Certainly, lower-cost investing products shift huge sums of money from fund managers to individuals, which is better for just about everyone except the professional investor class. But if asset managers continue to consolidate so briskly, it’s not hard to envision a future in which individuals have a choice of just a small group of super-sized investment managers, each of which owns a giant chunk of every company. My Bloomberg Opinion colleague Matt Levine raised some uncomfortable questions about this trend after the Franklin-Legg Mason merger in February: 

If the same dozen people control every public company — Harvard professor John Coates calls it “The Problem of Twelve” — what does it mean? Should someone do something? Should those people be required to … explain their votes? Not vote their shares? Vote in a specific way? Ask their ultimate investors how to vote? Have some other formalized rules for how they vote? They have accrued all this power, sort of by accident; should there be rules for how they exercise it? Or is this just how the market works and everything is fine?

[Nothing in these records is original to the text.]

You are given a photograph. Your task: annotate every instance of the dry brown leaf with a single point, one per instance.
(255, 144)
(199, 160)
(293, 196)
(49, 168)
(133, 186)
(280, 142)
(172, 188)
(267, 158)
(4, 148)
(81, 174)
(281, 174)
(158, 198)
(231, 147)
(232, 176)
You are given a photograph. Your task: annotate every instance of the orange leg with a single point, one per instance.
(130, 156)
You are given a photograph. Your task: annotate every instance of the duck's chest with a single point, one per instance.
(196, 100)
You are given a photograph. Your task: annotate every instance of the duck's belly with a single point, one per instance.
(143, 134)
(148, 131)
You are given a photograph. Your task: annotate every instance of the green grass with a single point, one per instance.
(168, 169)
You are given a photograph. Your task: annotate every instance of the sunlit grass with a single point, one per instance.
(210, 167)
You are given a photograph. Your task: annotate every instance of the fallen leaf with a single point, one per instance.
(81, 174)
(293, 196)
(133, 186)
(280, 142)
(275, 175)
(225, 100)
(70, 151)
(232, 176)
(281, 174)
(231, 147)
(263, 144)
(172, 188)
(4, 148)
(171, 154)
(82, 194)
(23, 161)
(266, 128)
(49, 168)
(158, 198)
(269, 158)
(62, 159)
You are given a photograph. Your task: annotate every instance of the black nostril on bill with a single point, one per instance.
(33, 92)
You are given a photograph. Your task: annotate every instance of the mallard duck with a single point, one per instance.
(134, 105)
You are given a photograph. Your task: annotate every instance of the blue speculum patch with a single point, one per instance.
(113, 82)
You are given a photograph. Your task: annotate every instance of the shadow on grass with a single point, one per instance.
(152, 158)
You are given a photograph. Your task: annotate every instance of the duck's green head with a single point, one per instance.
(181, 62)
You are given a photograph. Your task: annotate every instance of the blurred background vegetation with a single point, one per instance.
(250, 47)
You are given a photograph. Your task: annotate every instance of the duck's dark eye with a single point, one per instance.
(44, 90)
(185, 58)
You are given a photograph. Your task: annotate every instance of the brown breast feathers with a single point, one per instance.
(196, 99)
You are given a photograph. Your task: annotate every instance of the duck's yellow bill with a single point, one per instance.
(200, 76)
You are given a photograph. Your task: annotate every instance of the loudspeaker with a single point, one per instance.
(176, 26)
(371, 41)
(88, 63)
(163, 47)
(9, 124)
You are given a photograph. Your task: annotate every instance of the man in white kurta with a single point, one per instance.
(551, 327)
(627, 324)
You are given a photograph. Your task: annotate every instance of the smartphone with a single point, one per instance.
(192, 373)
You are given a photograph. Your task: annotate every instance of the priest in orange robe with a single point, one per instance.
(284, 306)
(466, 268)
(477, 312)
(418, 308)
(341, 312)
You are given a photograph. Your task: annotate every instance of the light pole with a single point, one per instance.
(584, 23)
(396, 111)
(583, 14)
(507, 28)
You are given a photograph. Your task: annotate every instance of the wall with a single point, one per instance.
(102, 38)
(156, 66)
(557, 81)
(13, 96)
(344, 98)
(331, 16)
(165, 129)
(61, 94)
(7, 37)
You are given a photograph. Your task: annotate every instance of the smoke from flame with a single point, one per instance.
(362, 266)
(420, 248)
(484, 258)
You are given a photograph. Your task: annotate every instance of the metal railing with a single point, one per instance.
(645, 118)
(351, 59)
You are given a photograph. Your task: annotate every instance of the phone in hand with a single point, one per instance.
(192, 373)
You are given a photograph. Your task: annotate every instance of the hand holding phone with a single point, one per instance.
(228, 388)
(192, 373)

There aren’t any clear answers. But flows into ETFs suggest individuals have no qualms with the sheer scale of a company like BlackRock, which managed the Federal Reserve’s Secondary Market Corporate Credit Facility and has had two of its executives tapped for important roles on President-elect Joe Biden’s economic team. As Levine has pointed out, the economy is increasingly tied together by common ownership of all companies by the same investors. This should probably raise some red flags. But much the way tech giants have largely brushed off lingering privacy concerns, the ease of trading ETFs and their rock-bottom costs are likely to win the day.

This year will be remembered for any number of reasons — a tipping point in the investment management industry is likely one of them. It could get even more frenetic in 2021. All indications suggest the asset manager arms race has only just begun.